SCÈNE XIV
LES PRÉCÉDENTS, LE SOUS-OFFICIER, puis OGISKI, au milieu d’un piquet de hussards.
LE SOUS-OFFICIER DE HUSSARDS. – Le général ! Où est le général ?…
LECOURBE, se retournant. – Qu’est-ce ?
LE SOUS-OFFICIER. – Un cosaque… un déserteur… mon général ; il demande à vous parler.
LECOURBE, arrivant. – Un déserteur ? Où est-il ?…
LE SOUS-OFFICIER, se retournant et faisant signe. – Par ici !… Arrivez !…
(Ogiski paraît au milieu d’un piquet de hussards ; ses habits de pope sont en lambeaux, son cheval est couvert de boue.)
OGISKI, ôtant son bonnet de peau de mouton. – C’est moi, général.
LECOURBE. – Ogiski !… (Aux hussards :) Laissez-nous !… (Les hussards s’écartent. Lecourbe et Ogiski descendent de cheval. – Lecourbe, bas et vivement.) Eh bien, quelles nouvelles ?
OGISKI. – Vous êtes tourné, général !
LECOURBE. – Tourné !… Par qui ?…
OGISKI. – Par Auffemberg… Il est parti d’Ilanz, pendant que Souworow abordait le Saint-Gothard. Hier, à minuit, il campait dans le Maderaner Thâl, sur vos derrières… Il doit attaquer en ce moment le pont d’Amsteig ; sa force est de deux mille hommes.
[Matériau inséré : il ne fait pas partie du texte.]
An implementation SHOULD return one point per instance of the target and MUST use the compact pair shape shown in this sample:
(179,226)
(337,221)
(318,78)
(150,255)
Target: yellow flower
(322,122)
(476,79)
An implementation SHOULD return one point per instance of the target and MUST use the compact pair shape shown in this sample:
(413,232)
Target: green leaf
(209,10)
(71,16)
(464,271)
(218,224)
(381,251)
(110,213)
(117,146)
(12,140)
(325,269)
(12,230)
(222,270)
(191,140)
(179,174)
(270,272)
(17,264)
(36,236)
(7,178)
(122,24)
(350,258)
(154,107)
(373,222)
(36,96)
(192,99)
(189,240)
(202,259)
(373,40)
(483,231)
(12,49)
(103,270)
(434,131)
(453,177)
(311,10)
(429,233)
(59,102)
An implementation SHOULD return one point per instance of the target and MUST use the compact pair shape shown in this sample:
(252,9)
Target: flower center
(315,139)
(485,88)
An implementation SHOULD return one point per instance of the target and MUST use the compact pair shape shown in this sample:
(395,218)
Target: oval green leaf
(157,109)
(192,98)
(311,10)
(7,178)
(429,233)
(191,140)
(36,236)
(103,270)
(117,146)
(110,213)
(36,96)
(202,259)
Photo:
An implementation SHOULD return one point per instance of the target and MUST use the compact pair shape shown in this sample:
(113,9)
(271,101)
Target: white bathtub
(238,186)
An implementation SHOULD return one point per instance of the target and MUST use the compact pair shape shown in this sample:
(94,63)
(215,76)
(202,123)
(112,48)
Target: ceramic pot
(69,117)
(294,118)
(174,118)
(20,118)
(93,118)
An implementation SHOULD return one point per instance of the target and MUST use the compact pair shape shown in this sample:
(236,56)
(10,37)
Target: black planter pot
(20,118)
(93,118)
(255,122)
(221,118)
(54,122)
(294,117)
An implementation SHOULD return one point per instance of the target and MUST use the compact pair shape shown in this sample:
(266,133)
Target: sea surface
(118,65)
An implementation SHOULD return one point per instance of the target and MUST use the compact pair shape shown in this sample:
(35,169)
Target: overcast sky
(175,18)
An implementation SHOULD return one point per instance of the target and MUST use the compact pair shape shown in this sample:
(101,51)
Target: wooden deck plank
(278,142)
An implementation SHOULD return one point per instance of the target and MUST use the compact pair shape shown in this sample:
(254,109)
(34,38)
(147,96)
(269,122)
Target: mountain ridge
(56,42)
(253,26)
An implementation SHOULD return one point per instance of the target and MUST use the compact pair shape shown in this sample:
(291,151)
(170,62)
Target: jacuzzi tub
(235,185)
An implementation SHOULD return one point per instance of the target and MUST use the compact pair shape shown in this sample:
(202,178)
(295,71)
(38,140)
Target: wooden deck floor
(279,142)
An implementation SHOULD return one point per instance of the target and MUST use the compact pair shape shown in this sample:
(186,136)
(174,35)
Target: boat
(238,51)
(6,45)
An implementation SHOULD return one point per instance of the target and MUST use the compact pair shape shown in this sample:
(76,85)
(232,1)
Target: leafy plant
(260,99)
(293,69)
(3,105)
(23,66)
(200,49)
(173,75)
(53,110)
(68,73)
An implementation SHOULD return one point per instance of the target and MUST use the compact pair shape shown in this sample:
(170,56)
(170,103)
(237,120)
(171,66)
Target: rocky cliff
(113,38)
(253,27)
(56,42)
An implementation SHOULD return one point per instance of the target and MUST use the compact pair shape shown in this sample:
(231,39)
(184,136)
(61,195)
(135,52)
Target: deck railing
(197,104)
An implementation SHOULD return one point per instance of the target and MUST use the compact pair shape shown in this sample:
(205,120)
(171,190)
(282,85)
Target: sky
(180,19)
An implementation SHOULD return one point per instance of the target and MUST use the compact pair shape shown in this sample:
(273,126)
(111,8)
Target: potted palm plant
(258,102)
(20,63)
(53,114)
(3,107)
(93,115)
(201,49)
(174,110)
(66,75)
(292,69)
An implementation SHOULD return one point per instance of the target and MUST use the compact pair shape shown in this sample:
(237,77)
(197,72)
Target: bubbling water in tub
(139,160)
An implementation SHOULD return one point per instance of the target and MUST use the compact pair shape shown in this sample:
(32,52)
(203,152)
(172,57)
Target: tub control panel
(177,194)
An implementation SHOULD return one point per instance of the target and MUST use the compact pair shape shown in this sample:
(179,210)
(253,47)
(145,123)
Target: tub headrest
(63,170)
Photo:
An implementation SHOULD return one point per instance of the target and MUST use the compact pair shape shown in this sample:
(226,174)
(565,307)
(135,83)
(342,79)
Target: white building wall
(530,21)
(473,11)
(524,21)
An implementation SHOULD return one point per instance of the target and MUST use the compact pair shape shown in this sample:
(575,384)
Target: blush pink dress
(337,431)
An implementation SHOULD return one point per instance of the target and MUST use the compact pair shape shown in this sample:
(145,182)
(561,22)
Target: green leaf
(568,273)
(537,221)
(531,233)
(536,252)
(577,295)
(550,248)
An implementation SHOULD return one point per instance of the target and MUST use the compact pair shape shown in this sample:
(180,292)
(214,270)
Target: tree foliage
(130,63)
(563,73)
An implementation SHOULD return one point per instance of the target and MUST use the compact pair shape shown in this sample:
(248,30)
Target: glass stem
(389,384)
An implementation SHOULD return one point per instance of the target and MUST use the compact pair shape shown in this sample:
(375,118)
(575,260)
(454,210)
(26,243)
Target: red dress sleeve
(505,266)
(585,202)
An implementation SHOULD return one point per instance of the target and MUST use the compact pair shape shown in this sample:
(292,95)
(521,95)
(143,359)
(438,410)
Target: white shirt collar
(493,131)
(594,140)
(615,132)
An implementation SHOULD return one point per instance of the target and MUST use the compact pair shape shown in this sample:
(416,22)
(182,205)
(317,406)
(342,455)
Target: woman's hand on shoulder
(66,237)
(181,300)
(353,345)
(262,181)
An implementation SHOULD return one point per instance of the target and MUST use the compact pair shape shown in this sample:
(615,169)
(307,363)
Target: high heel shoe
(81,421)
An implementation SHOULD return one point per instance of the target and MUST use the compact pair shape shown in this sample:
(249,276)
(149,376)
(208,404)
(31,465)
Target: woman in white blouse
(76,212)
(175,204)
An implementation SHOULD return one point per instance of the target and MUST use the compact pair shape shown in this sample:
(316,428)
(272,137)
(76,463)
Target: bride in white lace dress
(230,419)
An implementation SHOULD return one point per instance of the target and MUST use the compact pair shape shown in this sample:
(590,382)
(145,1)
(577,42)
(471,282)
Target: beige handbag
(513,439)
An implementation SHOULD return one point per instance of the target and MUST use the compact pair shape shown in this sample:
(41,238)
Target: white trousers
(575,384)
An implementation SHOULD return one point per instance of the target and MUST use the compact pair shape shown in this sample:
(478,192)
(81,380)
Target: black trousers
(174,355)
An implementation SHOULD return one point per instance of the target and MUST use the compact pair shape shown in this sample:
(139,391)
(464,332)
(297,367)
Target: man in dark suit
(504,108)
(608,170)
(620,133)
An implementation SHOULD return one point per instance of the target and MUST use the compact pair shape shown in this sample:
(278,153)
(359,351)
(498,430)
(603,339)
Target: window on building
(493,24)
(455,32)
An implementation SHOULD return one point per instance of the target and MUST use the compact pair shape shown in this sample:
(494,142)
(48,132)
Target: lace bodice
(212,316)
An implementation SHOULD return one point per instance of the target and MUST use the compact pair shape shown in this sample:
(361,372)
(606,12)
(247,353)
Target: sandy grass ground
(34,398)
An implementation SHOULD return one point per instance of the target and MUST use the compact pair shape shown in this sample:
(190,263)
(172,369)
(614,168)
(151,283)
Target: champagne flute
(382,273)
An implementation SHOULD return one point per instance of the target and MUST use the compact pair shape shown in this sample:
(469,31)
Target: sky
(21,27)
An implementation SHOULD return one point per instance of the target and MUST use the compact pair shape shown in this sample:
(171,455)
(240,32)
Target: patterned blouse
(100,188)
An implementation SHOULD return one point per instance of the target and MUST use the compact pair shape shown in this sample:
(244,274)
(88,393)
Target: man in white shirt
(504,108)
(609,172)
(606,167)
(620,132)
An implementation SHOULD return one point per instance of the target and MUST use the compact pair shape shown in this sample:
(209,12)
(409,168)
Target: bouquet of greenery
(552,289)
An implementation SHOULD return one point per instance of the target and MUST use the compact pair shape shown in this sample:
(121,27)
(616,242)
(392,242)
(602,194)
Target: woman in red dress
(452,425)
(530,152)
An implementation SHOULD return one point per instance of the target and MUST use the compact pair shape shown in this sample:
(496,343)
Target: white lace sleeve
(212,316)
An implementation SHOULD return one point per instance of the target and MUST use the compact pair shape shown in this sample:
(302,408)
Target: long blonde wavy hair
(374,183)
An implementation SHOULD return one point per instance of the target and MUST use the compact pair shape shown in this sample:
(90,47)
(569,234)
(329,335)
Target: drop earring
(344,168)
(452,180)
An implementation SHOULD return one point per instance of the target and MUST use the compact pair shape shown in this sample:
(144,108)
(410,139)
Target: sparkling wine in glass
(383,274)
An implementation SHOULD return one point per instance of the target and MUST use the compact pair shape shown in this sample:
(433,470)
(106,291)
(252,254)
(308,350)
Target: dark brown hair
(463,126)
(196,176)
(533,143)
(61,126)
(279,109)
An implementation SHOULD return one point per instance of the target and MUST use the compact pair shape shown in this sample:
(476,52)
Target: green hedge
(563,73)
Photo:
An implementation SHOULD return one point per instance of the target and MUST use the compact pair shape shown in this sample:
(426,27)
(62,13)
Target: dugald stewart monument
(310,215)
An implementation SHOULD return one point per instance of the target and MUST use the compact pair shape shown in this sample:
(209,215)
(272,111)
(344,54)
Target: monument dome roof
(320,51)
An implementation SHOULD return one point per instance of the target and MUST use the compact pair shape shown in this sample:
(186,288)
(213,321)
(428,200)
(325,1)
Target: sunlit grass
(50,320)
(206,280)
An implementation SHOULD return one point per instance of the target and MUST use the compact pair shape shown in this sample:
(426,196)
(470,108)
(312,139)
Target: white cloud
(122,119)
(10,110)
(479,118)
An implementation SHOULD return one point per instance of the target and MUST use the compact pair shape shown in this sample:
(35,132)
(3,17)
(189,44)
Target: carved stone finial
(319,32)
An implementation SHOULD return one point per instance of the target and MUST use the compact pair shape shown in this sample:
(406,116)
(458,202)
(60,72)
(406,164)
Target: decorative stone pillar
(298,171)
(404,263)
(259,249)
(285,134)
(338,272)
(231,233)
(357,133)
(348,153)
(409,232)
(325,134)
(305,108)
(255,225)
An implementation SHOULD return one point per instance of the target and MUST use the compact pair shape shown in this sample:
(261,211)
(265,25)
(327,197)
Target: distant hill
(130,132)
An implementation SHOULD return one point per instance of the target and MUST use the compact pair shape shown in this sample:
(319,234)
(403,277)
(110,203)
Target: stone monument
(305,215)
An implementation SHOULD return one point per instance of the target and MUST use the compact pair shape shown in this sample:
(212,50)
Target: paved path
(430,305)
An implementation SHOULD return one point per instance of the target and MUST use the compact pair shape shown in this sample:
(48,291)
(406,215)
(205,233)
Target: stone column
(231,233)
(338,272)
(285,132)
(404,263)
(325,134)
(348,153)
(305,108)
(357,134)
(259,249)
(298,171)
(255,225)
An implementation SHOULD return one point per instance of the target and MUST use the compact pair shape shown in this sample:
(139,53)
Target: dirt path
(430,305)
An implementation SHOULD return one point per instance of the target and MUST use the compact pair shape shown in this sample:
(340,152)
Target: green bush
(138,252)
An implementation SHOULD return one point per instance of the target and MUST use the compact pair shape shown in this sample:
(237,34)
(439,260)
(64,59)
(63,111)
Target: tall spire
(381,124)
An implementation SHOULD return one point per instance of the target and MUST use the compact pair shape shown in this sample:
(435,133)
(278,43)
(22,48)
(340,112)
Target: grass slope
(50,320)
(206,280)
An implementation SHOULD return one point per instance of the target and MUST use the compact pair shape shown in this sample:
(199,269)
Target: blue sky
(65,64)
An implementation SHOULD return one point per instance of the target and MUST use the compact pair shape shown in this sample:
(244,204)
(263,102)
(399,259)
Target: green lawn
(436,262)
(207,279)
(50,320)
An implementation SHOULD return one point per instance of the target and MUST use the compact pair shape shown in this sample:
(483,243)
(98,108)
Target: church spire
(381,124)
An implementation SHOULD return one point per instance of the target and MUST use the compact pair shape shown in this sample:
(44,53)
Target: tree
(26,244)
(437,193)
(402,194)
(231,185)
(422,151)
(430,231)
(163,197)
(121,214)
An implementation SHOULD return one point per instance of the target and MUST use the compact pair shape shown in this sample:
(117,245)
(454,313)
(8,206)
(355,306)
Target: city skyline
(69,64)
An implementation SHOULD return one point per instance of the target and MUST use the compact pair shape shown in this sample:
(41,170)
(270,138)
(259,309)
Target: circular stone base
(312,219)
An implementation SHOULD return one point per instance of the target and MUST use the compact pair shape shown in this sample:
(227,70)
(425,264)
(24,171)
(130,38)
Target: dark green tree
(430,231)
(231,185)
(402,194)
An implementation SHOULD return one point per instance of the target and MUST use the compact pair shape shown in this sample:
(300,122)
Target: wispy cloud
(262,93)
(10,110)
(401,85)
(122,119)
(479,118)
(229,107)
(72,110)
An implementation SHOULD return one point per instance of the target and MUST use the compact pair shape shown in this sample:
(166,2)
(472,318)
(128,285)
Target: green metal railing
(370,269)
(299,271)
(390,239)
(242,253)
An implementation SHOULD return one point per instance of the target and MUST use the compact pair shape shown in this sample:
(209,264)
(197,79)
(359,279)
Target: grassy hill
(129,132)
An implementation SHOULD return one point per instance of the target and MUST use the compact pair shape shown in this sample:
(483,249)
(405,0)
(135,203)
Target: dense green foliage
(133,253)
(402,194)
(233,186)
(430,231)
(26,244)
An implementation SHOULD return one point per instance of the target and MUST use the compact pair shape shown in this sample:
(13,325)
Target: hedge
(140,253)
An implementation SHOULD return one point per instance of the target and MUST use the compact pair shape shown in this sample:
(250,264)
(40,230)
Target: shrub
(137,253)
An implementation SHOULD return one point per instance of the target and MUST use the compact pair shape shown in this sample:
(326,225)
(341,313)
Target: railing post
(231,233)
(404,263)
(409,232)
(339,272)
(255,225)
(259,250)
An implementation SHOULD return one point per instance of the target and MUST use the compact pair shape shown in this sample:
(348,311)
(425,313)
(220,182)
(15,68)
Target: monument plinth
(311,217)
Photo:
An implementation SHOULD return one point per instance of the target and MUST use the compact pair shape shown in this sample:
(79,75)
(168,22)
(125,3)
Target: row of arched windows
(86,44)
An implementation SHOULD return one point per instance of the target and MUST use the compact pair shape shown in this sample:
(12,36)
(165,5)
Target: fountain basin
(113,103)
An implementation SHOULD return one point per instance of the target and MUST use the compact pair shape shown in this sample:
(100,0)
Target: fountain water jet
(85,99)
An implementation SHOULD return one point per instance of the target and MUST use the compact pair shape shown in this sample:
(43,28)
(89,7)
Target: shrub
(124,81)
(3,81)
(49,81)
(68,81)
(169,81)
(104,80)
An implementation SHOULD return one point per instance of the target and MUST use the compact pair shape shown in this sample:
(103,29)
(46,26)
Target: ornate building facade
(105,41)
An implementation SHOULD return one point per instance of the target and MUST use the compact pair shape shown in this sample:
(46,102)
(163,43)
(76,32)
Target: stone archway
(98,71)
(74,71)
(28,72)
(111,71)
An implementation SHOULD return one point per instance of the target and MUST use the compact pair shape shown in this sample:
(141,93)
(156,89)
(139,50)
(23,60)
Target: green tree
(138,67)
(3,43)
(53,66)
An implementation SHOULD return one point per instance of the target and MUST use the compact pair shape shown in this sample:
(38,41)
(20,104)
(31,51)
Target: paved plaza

LECOURBE. – Amsteig !… je n’ai laissé là que quatre compagnies. Comment savez-vous cela, Ogiski ?
OGISKI. – J’arrive du quartier général de Souworow, à Ospizio.
LECOURBE. – Vous avez pénétré jusqu’au quartier général ?
OGISKI. – Oui, déguisé en pope. À deux heures, le cosaque chargé de la dépêche arriva ; – j’étais au bivac voisin, – lui-même annonça le mouvement d’Auffemberg. Et comme le feld-maréchal l’avait rappelé, sans doute pour quelque renseignement, un coup de folie me fit enfourcher son cheval… Il fallait vous prévenir à tout prix… il fallait…
LECOURBE. – Mais on a dû vous poursuivre ?
OGISKI. – Pendant deux heures… (Ouvrant son manteau, criblé de trous de balles.) Voyez, général !
LECOURBE, stupéfait. – Et vous n’êtes pas blessé ?
OGISKI. – Non… (Avec exaltation.) Dieu venge la Pologne… Dieu veut que Souworow périsse dans ces montagnes !
LECOURBE. – S’il n’y laisse pas ses os, ce ne sera pas ma faute ! (Remontant la scène, et s’adressant au sous-officier de hussards.) Maréchal des logis, courez au pont d’Amsteig… Dites au commandant Richemont de tenir ferme… Que j’arrive à son secours. (Le sous-officier sort au galop. Lecourbe criant :) Daumas ! où est Daumas ?…
(Le général Daumas paraît à droite. Ogiski va s’asseoir sur le perron de l’auberge.)